So we'll see. It's four years old company so we'll see if that helps.
>> Any questions?
Oh no. Okay. Sonia, >> are you seeing people deploy voice agents to actually negotiate on their behalf? And then when you are you starting to see agents actually negotiate with agents? Um, and sorry, I I do three-part questions. Uh, when that when that world happens, do you think the agents are actually talking to each other the way that humans talk to communicate and negotiate? Or do you think it's boop boop? Do you think it's, you know, it's all done instantaneously?
like how how's how's that world going to look like?

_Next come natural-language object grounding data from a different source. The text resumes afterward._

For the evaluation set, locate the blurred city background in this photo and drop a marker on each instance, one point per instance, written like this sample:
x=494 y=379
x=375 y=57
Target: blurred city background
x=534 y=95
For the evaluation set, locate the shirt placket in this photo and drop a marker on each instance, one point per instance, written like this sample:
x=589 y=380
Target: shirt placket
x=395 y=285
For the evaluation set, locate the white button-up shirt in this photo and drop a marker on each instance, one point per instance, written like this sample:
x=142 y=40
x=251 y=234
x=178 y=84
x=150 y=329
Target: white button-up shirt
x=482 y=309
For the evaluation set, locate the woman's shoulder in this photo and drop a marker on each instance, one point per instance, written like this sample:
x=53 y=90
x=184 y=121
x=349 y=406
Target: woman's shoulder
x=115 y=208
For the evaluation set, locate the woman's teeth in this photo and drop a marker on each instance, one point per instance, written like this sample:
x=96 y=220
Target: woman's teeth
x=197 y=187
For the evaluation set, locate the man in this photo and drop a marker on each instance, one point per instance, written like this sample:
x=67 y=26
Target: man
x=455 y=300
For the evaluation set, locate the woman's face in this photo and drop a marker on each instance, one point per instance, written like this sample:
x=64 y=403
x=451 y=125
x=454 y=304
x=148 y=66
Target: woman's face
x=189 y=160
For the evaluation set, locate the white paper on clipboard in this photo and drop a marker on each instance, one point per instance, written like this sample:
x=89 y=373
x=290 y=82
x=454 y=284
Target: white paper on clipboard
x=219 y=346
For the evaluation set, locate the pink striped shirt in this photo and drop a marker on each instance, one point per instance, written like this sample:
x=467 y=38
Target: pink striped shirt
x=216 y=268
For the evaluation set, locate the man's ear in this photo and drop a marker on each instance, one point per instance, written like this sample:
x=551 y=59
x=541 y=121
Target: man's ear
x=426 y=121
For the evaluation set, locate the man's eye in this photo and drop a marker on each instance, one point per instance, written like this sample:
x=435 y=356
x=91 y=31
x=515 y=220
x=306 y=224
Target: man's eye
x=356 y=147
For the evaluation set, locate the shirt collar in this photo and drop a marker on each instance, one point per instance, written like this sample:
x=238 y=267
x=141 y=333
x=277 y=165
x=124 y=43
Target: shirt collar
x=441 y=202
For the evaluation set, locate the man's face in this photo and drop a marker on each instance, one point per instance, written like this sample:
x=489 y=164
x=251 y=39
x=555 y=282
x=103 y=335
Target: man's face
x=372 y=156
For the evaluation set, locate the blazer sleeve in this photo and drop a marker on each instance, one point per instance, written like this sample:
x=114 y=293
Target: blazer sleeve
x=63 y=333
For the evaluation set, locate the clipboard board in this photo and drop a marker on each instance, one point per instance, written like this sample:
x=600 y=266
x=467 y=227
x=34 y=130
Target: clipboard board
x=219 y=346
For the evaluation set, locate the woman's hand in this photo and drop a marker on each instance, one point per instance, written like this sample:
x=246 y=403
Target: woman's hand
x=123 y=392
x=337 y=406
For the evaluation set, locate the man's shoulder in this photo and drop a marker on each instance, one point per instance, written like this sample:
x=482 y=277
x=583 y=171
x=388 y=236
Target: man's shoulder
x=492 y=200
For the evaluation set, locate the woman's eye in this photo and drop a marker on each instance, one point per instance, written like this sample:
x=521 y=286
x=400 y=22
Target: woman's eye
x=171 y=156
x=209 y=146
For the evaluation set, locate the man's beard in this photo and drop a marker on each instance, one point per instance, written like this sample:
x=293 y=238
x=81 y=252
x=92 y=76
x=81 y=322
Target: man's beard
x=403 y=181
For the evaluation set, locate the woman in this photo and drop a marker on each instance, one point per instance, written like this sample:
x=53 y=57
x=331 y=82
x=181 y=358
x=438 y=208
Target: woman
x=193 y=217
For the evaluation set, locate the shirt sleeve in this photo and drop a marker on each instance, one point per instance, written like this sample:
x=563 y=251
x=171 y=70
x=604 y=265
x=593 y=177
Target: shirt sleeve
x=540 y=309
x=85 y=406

>> So one early inklings of that we haven't seen any truly successful on the negotiation front. It was like more you know kind of order taking what's the price can we capture that and then kind of goes back to the team. So not real negotiation but there's uh there's few startups that we see especially on any any like organizational shifts of can I organize this event calling calling a lot of places getting the price and then calling again with like our budget. So that is happening and I think this will shift. I think emotional intelligence will like this is the big part that will start being important in a lot of that work where it's not only the content that matters but how you deliver when you pause uh uh that work and then maybe the extreme version of that which agents are uh are not like most of the people wouldn't do it and and they are not good at that is today you will see a lot of interruptability built in where human can interrupt the agent but with negotiation you also want the opposite where agent will interrupt the human kind of the extreme version of that on the second part on the agent to agent part. Uh uh some of you might have seen this uh that we did a hackathon over a year and a half ago and there was exactly the case where agent was speaking with another agent. They detected that they are both agents and they swapped over to the to a different language and that was like a more of a a more efficient transmitter of information than just the the classic um um spoken word. And uh I think this will happen I 100% like the the the big question will it be really voice will it be other transmission of information and depends truly on what the infrastructure is built for and I think this will define that that experience and yes the catch box.
>> Hey um curious how you're thinking about the need for voice in a future where agents do more and more of the work. So basically what are the kind of use cases maybe where human conversation I think it's more of a followup to that last question >> like first you all of us will have so many different devices around us and step from that you will have robots around us so of course voice will be such an important interface to to instruct and and be able to interact with those those those um those devices in many ways I feel like the you know we see a lot of developments of of intelligence but then the the real bottleneck of the future will be how you communicate with that intelligence and I have voice and visual part will will be a big unlock to be able to actually get the most of that intelligence value in those settings which um which which which isn't um yet possible. Uh but on the flip side it's it's yet the value of the humanto human interaction will only increase. So like the the whether that's the events like this one, whether that's events with your favorite artist uh will will increase in value um with that ability of having voice all all around you.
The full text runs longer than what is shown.